Three decades later, there is a legitimate debate about how we got into the Vietnam War and how we left. There's no debate in my mind that the veterans from Vietnam deserve the high praise of the United States of America. Whatever your position is on that debate, one unmistakable legacy of Vietnam is that the price of America's withdrawal was paid by millions of innocent citizens whose agonies would add to our vocabulary new terms like "boat people," "re-education camps," and "killing fields."
The killing and torture of the "left behinds" is not the only lesson to take away form Vietnam.
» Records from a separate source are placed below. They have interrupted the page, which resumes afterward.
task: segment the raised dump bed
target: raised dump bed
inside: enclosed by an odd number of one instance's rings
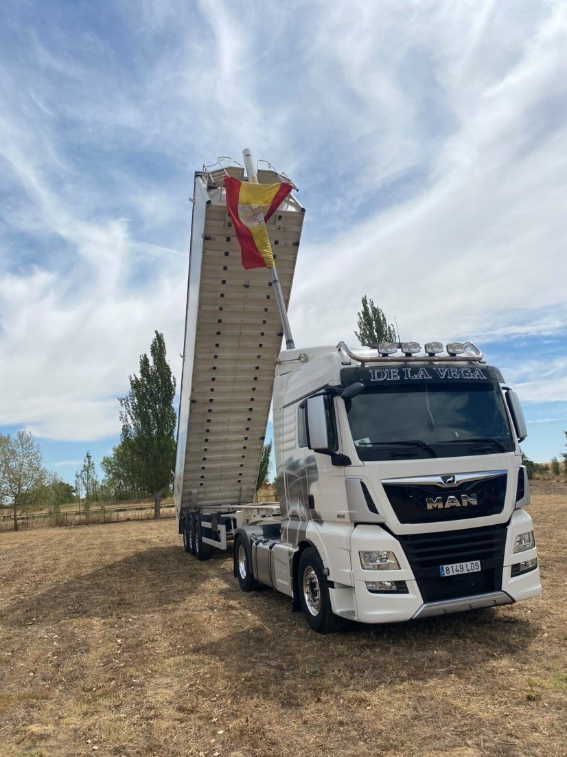
[[[228,215],[226,173],[195,174],[174,497],[178,521],[250,503],[262,454],[282,326],[268,269],[245,270]],[[262,184],[283,181],[259,170]],[[304,210],[292,195],[267,223],[287,305]]]

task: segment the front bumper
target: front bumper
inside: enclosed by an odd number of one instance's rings
[[[445,562],[460,562],[461,560],[455,556],[457,553],[454,552],[454,545],[450,559],[442,559],[442,555],[437,561],[436,567],[433,565],[427,571],[422,570],[421,573],[418,573],[422,578],[417,580],[414,569],[417,569],[416,565],[418,563],[413,557],[411,563],[398,539],[379,525],[357,526],[352,537],[354,585],[350,590],[345,591],[346,587],[331,590],[333,611],[338,615],[352,618],[362,623],[395,623],[480,607],[510,604],[537,597],[541,593],[538,567],[520,575],[513,578],[511,576],[512,565],[514,563],[537,557],[535,547],[519,553],[514,554],[513,552],[515,537],[531,528],[531,519],[528,513],[524,510],[516,510],[507,527],[500,531],[500,547],[497,559],[494,552],[488,556],[491,559],[491,562],[487,560],[487,564],[491,565],[490,577],[484,581],[479,581],[478,573],[466,574],[463,577],[459,577],[459,582],[454,584],[456,596],[451,596],[451,584],[444,583],[446,581],[450,581],[451,579],[428,578],[423,576],[432,575],[435,571],[438,571],[438,565]],[[467,533],[474,531],[472,529]],[[487,540],[486,534],[482,529],[478,531],[482,537],[479,544],[484,544]],[[458,534],[458,532],[453,533]],[[467,544],[467,547],[470,548],[470,544]],[[363,570],[358,559],[358,552],[361,550],[389,550],[394,552],[398,558],[400,569],[384,572]],[[435,548],[432,550],[433,553],[434,550]],[[410,550],[408,553],[412,553]],[[461,559],[464,561],[473,558],[467,555]],[[432,562],[435,563],[435,560],[429,559],[429,563]],[[482,564],[482,560],[481,562]],[[467,578],[467,576],[471,577],[470,579]],[[366,582],[376,580],[405,581],[407,593],[376,593],[369,591]],[[434,591],[430,591],[429,597],[428,585],[435,587]],[[467,586],[471,587],[472,590],[467,591]],[[482,588],[482,587],[484,588]],[[438,597],[440,590],[444,593],[444,596],[441,598]]]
We are not fighting another Vietnam, and the comparison to Vietnam is only valid in referencing what would happen if we institute a pre-mature withdraw from Iraq. But the current enemy took notice and uses or Vietnam retreat as a recruiting tool.
There was another price to our withdrawal from Vietnam, and we can hear it in the words of the enemy we face in today's struggle -- those who came to our soil and killed thousands of citizens on September the 11th, 2001. In an interview with a Pakistani newspaper after the 9/11 attacks, Osama bin Laden declared that "the American people had risen against their government's war in Vietnam. And they must do the same today."
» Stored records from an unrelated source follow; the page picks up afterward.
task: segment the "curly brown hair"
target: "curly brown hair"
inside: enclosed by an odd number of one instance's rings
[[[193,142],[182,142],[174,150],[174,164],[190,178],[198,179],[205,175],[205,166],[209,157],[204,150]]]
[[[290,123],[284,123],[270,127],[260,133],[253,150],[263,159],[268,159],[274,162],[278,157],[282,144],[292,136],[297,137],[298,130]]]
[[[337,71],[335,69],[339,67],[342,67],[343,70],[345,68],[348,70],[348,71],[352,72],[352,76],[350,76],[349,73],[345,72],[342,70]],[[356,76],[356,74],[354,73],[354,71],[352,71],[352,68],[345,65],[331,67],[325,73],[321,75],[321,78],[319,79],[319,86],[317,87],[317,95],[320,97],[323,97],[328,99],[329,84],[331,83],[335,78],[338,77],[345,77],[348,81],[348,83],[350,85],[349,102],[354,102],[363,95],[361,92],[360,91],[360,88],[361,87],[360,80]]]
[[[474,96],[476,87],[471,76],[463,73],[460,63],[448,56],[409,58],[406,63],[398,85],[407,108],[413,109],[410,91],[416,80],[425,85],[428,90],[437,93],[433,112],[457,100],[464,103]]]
His number two man, Zawahiri, has also invoked Vietnam. In a letter to al Qaeda's chief of operations in Iraq, Zawahiri pointed to "the aftermath of the collapse of the American power in Vietnam and how they ran and left their agents."

Zawahiri later returned to this theme, declaring that the Americans "know better than others that there is no hope in victory. The Vietnam specter is closing every outlet." Here at home, some can argue our withdrawal from Vietnam carried no price to American credibility -- but the terrorists see it differently.
Vietnam is an important part of our History. But it cannot now be changed. The present is all we have to work with, but by remembering and learning the lessons that History has taught us, the future becomes something better, for all. On the other hand, the President clearly stated what's likely to happen if we don't follow through. The view is from two men of the Vietnam era. One pro, one con.
Here's what they said: "Defeat would produce an explosion of euphoria among all the forces of Islamist extremism, throwing the entire Middle East into even greater upheaval. The likely human and strategic costs are appalling to contemplate. Perhaps that is why so much of the current debate seeks to ignore these consequences." I believe these men are right.
Our President is aware that History cannot fully predict all possibilities, but it can give us very good, although somewhat vague, indications of what the future will bring based on what we do today.
I recognize that history cannot predict the future with absolute certainty. I understand that. But history does remind us that there are lessons applicable to our time. And we can learn something from history. In Asia, we saw freedom triumph over violent ideologies after the sacrifice of tens of thousands of American lives -- and that freedom has yielded peace for generations.
This is one lesson we don't have to learn again.